Case Study 1. Edna is a thirty year old woman who has been faithfully waiting for God
to open the door and reveal to her who she should marry. Waiting is becoming difficult
as she has seen most of her friends marry and begin the journey of parenthood. Edna
is feeling anxious about why God is taking so long and does not understand why He is
not delivering when she has been so pious and her prayers have been so fervent. She
has dedicated her life to serving her local church and wants to trust that God will bring
someone into her life.
Case Study 2. You are on the staff of a medium size church in an Australian urban
setting. Your senior pastor is a mature man with many years’ experience in ministry,
and you greatly respect him as a mentor. You enjoy being part of the ministry team,
which you think has a good balance of men and women, and some mature folk as well
as some great younger “movers and shakers.”
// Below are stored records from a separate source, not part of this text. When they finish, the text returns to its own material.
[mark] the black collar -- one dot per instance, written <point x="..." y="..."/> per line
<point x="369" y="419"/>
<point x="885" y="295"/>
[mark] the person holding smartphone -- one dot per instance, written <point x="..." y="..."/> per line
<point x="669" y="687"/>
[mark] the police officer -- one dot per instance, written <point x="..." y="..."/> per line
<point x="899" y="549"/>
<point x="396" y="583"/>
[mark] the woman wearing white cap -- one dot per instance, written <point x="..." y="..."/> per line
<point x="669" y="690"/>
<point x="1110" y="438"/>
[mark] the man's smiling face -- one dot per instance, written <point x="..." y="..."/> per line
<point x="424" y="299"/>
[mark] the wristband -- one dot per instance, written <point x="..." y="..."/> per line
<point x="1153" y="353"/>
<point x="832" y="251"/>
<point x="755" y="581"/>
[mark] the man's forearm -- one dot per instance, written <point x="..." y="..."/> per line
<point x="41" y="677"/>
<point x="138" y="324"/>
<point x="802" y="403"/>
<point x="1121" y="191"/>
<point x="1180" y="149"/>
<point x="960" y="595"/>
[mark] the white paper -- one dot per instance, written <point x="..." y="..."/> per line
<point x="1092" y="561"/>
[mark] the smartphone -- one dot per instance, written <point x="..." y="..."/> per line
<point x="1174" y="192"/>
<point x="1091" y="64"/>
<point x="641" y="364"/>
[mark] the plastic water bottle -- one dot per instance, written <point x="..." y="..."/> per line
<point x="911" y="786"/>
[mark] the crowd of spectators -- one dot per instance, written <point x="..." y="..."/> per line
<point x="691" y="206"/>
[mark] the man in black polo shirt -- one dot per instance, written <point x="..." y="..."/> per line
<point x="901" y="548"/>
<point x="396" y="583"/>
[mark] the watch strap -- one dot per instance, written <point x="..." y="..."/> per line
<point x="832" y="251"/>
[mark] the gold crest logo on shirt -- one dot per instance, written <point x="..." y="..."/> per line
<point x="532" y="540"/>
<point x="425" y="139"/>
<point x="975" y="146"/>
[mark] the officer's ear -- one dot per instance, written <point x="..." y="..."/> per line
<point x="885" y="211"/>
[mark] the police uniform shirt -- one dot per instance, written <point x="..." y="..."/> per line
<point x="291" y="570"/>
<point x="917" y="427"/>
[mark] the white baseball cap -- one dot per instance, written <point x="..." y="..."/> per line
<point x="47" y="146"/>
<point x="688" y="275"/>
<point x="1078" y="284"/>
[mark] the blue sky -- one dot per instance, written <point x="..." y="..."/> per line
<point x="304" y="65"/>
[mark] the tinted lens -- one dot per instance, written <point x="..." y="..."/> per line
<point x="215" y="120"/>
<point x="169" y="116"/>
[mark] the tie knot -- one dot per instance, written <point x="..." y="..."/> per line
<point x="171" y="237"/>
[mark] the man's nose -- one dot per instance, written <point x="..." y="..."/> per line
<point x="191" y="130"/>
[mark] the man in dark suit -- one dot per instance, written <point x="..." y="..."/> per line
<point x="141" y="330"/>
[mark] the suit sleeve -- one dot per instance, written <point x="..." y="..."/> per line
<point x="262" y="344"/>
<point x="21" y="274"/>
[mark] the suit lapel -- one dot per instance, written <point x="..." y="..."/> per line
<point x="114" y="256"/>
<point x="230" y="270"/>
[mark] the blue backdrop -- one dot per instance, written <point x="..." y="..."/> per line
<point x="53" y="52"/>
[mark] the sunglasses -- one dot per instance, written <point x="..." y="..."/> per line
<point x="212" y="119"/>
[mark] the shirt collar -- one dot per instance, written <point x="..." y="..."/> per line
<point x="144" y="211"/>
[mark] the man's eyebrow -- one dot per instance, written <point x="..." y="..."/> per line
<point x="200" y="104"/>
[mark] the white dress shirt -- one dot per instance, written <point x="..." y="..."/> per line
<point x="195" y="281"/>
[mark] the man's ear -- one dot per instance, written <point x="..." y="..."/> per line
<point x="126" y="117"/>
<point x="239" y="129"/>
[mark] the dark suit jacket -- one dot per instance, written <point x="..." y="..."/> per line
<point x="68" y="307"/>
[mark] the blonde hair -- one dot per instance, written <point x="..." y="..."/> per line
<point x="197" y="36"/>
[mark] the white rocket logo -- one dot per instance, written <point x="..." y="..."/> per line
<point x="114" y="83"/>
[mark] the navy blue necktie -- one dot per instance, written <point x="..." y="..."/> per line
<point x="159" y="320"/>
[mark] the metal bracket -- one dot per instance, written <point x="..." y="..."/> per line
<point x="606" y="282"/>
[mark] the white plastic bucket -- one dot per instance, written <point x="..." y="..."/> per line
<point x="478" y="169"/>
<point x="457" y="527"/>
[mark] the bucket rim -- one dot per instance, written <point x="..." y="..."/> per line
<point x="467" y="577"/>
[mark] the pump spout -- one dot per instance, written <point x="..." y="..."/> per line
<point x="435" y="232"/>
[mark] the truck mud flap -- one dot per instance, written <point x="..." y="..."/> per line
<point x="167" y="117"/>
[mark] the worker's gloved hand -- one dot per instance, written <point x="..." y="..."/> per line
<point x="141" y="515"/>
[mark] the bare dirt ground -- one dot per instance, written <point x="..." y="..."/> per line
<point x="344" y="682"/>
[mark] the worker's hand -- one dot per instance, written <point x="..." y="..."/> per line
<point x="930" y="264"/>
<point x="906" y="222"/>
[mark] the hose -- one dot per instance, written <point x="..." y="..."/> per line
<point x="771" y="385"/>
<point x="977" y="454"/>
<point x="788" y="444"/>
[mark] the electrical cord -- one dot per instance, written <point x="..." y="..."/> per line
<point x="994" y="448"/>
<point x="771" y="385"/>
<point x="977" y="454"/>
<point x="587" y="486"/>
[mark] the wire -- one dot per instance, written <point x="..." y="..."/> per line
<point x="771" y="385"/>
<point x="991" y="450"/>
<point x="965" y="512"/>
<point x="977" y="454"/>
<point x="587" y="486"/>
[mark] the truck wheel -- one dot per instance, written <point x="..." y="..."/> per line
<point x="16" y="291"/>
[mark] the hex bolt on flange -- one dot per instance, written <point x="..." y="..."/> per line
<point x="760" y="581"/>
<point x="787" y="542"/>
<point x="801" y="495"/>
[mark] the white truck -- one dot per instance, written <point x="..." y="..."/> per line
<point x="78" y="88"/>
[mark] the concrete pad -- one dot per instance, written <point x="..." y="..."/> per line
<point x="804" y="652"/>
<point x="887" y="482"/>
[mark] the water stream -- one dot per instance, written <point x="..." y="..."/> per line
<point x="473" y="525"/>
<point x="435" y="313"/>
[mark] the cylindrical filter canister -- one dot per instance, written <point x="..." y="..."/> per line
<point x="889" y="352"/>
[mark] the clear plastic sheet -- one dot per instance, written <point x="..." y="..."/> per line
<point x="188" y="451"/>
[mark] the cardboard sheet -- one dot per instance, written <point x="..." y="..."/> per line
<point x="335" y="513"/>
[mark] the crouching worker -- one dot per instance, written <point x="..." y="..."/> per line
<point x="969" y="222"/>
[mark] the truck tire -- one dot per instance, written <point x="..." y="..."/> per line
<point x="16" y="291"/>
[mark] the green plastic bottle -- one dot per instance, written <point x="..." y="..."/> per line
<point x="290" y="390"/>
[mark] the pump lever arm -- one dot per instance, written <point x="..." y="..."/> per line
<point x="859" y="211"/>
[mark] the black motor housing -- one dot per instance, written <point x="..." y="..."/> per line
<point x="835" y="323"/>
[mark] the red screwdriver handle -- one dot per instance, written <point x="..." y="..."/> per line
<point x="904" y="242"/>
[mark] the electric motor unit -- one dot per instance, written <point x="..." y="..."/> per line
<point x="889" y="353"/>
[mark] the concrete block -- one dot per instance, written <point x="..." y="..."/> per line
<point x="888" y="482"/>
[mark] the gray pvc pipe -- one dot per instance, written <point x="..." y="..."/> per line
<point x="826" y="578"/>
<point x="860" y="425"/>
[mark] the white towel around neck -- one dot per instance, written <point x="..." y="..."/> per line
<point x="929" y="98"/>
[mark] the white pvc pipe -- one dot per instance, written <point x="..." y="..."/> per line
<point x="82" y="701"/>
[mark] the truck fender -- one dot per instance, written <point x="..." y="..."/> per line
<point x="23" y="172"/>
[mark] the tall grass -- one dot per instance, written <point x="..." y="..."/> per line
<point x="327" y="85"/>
Recently however, the leadership team has been discussing the issue which is in all
the media – the redefinition of marriage. Conversations centre on the question of how
a possible legal redefinition of marriage might affect your church. Some on the ministry
team are quite concerned about this, others haven’t really thought much about it. The
younger team members seem to be of the mind that it’s inevitable, and the church
needs to “do more” to reach out to the LGBTI community. But the team doesn’t seem
to be able to agree on how to do that.
At home around the dinner table, your children also bring the issue up. One of them (a
teenager) says she has a transgender friend and a gay friend at school, that people
are born that way, and it’s not fair to deny marriage to same sex attracted
couples.Another of your children says, “But hang on, what does the Bible say?” The
teenagers begin to squabble at the table, and your spouse looks at you to deal with
this. You are also aware your primary school aged children are wide-eyed and
listening.
In your analysis of this case study, please address how you would approach the church
side of things, as well as your own family situation.